Variation of K.E. and P.E. w.r.t. instantaneous displacement is shown below (graphically):

At mean position , total energy is purely kinetic and at extreme position, total energy is purely potential. At other positions, the K.E. and P.E. are interconvertible to each other and their sum is constant which is `(1)/(2)ka^(2)`.

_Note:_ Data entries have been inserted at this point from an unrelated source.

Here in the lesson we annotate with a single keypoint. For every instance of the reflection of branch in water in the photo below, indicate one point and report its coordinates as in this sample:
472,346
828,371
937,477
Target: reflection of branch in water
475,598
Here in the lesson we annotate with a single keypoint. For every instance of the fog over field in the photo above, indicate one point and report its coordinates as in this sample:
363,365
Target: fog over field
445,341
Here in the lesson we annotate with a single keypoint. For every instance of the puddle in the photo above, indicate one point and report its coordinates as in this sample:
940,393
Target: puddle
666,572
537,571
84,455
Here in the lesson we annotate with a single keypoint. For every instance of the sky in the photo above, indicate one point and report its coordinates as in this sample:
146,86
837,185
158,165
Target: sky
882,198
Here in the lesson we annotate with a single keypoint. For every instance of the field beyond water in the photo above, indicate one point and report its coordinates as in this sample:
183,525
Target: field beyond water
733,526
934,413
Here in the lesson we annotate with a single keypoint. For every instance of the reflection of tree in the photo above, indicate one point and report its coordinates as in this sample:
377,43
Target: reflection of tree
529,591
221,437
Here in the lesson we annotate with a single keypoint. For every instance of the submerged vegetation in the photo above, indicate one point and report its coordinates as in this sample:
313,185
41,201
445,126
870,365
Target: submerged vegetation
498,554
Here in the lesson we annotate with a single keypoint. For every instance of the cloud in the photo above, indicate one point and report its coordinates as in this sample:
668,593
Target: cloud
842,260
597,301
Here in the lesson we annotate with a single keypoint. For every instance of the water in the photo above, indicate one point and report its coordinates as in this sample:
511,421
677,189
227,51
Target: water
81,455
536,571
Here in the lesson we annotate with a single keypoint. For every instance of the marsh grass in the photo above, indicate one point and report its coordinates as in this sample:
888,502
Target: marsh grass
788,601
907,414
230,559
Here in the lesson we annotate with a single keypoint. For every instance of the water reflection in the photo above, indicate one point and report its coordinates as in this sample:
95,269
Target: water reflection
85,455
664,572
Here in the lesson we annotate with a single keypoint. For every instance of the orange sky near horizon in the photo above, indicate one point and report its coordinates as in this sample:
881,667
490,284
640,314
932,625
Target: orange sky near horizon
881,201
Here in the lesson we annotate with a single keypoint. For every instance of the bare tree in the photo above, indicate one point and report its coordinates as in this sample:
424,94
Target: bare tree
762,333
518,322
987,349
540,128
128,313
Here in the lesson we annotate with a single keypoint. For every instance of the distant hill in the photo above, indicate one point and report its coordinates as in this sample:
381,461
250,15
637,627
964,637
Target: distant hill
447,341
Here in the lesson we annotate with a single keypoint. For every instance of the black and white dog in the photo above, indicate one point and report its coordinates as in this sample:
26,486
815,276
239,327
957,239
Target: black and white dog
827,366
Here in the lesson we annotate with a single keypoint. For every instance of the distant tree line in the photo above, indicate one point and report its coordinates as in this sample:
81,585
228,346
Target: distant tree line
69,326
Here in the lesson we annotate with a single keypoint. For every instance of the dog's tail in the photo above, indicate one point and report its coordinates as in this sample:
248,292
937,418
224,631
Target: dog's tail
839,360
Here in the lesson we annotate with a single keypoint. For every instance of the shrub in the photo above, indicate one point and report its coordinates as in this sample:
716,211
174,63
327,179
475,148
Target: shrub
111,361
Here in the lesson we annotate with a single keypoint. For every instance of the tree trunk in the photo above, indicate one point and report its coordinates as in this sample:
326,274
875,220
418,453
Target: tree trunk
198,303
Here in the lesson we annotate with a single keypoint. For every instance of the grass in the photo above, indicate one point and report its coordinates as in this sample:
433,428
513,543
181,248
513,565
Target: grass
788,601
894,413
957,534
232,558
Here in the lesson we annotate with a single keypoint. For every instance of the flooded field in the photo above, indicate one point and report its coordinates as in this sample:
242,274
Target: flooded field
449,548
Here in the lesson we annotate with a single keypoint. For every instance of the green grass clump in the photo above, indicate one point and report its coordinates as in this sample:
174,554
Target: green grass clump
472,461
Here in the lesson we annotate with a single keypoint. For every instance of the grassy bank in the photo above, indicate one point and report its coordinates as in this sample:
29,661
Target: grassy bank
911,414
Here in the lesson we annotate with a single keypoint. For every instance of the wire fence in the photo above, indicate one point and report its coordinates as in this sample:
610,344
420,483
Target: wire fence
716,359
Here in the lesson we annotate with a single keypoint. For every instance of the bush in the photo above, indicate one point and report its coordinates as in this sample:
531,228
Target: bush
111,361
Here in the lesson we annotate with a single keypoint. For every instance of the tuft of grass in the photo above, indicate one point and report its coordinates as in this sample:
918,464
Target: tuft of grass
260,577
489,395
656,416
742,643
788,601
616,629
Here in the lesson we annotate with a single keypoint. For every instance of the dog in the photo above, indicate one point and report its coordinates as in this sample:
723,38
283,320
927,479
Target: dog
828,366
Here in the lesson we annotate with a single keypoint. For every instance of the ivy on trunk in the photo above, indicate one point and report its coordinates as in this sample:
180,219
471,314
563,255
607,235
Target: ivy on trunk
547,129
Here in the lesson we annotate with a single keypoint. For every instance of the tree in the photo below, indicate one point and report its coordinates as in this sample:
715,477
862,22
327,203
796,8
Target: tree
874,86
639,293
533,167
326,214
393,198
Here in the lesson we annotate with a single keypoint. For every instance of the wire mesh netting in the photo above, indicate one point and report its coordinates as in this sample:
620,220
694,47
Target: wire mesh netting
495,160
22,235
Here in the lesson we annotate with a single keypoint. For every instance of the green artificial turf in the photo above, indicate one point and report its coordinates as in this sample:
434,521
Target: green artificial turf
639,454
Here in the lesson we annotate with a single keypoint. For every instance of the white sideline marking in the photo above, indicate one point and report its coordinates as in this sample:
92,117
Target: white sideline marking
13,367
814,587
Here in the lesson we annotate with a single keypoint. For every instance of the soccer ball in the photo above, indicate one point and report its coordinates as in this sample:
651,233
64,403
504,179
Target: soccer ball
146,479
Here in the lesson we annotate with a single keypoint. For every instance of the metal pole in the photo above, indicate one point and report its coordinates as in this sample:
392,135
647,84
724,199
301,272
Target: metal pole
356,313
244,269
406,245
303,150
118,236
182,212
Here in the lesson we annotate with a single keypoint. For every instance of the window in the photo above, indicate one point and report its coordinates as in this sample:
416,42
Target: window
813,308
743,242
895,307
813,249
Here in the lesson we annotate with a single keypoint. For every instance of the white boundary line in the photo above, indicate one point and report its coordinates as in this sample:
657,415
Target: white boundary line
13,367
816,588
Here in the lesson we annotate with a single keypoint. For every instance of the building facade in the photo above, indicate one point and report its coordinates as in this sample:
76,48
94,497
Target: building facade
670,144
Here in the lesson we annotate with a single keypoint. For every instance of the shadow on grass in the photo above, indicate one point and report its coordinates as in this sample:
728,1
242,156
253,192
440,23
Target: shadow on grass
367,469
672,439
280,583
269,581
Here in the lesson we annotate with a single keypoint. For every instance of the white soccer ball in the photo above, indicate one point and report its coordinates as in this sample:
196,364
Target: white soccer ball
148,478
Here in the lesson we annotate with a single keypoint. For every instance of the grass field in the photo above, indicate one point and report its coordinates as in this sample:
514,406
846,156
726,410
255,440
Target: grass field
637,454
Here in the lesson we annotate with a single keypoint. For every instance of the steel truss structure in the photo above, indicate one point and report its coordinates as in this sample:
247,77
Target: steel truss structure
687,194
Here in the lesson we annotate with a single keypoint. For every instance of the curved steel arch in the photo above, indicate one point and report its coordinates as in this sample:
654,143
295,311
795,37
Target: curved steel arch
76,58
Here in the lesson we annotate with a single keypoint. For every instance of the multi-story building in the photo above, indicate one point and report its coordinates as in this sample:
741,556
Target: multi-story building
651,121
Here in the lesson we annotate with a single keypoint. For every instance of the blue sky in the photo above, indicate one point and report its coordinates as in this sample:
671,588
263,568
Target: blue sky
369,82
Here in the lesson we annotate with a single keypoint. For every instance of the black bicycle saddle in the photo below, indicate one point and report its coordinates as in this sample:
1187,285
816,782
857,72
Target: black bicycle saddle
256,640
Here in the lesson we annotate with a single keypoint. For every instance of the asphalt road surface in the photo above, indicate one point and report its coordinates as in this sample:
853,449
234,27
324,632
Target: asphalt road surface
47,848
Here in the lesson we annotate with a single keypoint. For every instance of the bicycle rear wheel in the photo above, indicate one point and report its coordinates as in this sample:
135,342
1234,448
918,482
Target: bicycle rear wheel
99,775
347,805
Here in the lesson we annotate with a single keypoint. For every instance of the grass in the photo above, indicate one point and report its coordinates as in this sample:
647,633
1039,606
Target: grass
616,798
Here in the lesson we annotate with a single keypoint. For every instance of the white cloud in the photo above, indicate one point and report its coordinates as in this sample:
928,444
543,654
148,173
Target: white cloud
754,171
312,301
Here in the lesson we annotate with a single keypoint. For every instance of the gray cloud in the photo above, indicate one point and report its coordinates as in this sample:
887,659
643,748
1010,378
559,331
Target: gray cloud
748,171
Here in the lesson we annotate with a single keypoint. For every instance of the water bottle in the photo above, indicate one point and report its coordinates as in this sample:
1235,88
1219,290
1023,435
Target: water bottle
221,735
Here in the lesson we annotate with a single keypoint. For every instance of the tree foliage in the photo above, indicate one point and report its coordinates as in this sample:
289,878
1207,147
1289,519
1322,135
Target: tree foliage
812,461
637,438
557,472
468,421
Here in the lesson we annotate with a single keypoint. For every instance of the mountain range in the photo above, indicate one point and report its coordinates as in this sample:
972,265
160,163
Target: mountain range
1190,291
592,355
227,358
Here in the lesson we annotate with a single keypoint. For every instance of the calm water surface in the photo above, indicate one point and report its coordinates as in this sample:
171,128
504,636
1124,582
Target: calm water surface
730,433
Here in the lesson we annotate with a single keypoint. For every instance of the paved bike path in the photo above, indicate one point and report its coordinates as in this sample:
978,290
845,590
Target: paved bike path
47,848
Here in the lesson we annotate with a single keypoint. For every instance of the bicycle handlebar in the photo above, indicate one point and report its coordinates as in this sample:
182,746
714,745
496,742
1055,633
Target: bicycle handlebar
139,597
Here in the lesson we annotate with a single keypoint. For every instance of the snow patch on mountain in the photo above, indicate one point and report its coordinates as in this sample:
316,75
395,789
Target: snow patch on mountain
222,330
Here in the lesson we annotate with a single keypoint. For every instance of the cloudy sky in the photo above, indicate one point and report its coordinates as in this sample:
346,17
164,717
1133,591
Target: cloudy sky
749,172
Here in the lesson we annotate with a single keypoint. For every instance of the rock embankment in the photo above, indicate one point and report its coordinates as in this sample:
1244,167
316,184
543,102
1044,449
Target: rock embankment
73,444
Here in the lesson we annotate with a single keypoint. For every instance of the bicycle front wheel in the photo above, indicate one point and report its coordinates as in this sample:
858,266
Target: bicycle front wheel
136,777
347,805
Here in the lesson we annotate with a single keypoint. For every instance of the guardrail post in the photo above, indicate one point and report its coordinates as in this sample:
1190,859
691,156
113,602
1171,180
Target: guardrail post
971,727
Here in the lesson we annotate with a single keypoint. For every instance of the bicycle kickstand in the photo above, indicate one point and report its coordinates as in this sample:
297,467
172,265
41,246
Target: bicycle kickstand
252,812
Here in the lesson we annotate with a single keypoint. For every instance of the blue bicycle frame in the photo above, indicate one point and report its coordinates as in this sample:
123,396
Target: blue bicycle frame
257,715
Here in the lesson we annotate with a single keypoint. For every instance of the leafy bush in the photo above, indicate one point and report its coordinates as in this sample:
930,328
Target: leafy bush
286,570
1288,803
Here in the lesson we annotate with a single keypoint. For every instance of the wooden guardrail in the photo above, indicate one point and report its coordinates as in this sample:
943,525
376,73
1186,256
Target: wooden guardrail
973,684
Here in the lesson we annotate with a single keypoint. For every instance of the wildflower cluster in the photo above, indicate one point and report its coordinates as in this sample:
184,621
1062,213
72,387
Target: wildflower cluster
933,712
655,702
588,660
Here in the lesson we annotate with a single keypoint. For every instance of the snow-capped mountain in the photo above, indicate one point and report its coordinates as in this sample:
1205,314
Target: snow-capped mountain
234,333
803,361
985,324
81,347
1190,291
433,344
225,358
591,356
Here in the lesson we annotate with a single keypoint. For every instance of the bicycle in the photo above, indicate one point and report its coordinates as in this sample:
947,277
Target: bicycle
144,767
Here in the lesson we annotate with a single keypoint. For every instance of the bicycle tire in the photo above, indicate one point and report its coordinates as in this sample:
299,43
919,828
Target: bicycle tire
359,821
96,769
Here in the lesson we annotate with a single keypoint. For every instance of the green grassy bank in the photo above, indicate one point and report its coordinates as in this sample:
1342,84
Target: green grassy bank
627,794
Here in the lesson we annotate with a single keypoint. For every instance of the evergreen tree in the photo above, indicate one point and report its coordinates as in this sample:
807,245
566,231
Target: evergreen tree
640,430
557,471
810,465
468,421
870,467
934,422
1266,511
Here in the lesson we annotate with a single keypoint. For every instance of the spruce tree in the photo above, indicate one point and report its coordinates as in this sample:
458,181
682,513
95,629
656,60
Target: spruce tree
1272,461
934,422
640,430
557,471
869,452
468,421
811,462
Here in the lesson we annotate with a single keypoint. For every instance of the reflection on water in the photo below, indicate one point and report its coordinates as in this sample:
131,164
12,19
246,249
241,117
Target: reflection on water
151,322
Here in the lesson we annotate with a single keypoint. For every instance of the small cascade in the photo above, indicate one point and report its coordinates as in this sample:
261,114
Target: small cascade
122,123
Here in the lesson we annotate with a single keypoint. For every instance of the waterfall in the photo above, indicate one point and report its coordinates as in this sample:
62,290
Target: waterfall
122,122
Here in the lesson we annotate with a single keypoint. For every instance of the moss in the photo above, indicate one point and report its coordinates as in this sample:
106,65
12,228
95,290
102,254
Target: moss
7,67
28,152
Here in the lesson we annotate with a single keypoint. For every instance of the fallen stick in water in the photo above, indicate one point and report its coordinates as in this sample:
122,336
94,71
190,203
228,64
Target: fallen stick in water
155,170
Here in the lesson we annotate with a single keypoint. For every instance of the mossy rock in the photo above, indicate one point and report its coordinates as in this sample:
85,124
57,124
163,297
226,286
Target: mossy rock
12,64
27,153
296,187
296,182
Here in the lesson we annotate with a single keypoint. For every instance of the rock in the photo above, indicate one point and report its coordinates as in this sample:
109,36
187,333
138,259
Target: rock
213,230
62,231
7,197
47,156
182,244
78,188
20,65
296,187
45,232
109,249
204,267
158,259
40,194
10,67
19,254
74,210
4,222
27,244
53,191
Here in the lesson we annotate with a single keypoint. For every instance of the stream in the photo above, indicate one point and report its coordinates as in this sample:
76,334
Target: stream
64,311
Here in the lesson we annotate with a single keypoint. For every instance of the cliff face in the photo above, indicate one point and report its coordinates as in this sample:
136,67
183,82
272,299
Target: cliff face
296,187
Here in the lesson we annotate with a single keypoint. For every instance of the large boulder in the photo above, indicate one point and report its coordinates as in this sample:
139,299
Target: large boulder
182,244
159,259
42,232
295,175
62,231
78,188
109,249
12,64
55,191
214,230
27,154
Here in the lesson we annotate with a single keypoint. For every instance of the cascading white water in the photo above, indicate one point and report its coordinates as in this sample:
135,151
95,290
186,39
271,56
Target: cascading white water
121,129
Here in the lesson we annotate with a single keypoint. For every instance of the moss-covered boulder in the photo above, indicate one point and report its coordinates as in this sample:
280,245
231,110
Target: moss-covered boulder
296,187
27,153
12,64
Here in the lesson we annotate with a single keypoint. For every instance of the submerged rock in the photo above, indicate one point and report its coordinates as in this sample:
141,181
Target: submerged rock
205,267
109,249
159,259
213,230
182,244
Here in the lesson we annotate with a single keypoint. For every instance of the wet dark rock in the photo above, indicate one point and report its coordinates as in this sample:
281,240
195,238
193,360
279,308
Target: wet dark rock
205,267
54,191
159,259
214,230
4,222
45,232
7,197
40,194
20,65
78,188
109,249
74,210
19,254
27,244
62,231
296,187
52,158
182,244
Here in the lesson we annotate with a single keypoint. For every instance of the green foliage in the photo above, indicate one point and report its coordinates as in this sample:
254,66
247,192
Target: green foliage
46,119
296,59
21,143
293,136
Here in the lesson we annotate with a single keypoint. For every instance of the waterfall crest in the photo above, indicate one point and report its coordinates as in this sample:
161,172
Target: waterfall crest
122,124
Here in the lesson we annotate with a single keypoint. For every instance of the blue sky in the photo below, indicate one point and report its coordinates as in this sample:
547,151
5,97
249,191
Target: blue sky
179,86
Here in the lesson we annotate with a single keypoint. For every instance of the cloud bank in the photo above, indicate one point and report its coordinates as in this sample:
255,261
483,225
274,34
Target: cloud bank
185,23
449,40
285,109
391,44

Numerical : We have, Beat frequency = 8
`lambda_(1)=(83)/(170)m and lambda_(2)=(83)/(172)m.`
`lambda_(1) gt lambda_(2)`
`therefore n_(2) gt n_(1)`
`therefore n_(2) -n_(1)=8`
`therefore n_(2)=8+n_(1)`
`n_(1)lambda_(1)=n_(2)lambda_(2)`
`n_(1) xx (83)/(170)=(8+n_(1))(83)/(172)`
`(n_(1))/(170)=(8)/(172)+(n_(1))/(172)`
`172n_(1)=1360+170n_(1)`
`172 n_(1)-170n_(1) =1360`
`2 n_(1)=1360`
`n_(1)=680Hz`
`and n_(2)=(680 +8)Hz=688Hz.`
`therefore ` Frequencies are 680Hz and 688 Hz.
Now, `v=n_(1)lambda_(1)`
`=680 xx (83)/(170)`
`v=332 m//s`